Растительность не придает сколько-нибудь значительного разнообразия ландшафтам Ингрии; в садах она совершенно искусственна, в сельской же местности это редкие купы берез тоскливо-зеленого цвета и аллеи тех же деревьев, что насажены вместо границ между болотистыми лугами, лесами с чахлыми и узловатыми деревьями и пашней, не родящей пшеницу, — ибо что же может уродиться на шестидесятом градусе широты?

Когда я думаю, сколько препятствий пришлось одолеть человеку, чтобы создать здесь общество, возвести город, сделать это, как говорили Екатерине, медвежье и волчье логово обиталищем не одного государя и содержать их здесь с пышностью, подобающей тщеславию великих правителей и великих народов, то любой латук и любая роза вызывает у меня желание воскликнуть «о, чудо!». Если Петербург — это раскрашенная Лапландия, то Петергоф — дворец Армиды под стеклянным колпаком. Когда взору моему предстает столько роскоши, изящества и блеска, а при этом я вспоминаю, что несколькими градусами севернее год состоит из одного дня, одной ночи и пары сумерек, каждые в три месяца длиною, я перестаю верить, что нахожусь под открытым небом. И вот тут-то я не могу не приходить в восхищение!!

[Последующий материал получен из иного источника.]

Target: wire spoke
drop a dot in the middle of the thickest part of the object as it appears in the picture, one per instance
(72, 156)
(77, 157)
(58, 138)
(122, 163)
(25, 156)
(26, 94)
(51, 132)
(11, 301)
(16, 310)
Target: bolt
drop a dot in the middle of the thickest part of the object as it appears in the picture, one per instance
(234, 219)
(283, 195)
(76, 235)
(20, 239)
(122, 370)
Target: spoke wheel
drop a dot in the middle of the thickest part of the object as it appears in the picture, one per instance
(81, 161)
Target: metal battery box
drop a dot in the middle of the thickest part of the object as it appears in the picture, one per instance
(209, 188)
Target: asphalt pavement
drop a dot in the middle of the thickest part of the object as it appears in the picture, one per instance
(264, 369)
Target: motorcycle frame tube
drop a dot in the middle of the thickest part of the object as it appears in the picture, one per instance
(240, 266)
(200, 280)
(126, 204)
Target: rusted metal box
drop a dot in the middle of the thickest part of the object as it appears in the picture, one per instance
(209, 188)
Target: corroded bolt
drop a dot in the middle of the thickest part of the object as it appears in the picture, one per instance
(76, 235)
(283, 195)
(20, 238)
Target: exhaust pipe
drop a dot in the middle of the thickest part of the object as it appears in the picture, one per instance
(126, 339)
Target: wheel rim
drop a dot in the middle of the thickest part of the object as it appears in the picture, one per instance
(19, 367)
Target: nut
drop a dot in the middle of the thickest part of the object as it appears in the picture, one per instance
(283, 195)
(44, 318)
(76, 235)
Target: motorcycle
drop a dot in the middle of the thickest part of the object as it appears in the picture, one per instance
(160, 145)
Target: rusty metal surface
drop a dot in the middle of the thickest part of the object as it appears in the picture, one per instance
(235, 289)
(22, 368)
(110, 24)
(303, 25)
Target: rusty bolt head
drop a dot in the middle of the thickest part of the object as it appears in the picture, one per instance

Торжеством человеческой воли я восхищаюсь всюду, где вижу его, — что отнюдь не ставит меня перед необходимостью восхищаться слишком часто. По императорскому парку в Петергофе можно проехать в карете целое лье и не попасть дважды в одну и ту же аллею; и вот представьте себе этот парк, весь залитый огнями. Здесь, в стране льдов, лишенной естественного света, иллюминации являют собою настоящее зарево пожара; можно подумать, будто ночь должна вознаградить людей за дневной сумрак. Деревья исчезают в убранстве бриллиантов; лампионов в каждой аллее столько же, сколько листьев: это Азия, только не реальная, современная Азия, а сказочный Багдад из «Тысячи и одной ночи» или еще более сказочный Вавилон Семирамиды. Говорят, в день чествования императрицы из Петербурга отправляются шесть тысяч экипажей, тридцать тысяч пешеходов и бессчетное количество лодок, и все эти полчища по прибытии в Петергоф встают вокруг него лагерем. В этот день и в этом месте я единственный раз видел в России толпу. Гражданский бивуак в военной стране — одна из достопримечательностей. Это не значит, что на празднестве не было армии: вокруг местопребывания государя и государыни расквартирована также часть гвардии и кадетский корпус; и все эти люди — офицеры, солдаты, торговцы, крепостные, господа, знать, вместе бродят по рощам, откуда двести пятьдесят тысяч лампионов изгнали ночную тьму. Мне назвали именно эту цифру, ее я вам и повторяю наугад, ибо по мне что двести тысяч, что два миллиона — все едино; глазомера у меня нет, и я знаю только одно: естественное освещение северного дня меркнет перед искусственным светом, который излучает это огненное море. В России император затмевает солнце. В эту летнюю пору ночи снова вступают в свои права, они быстро удлиняются, и вчера, не будь иллюминации, под сводами широких аллей петергофского парка на несколько часов воцарилась бы полная темнота.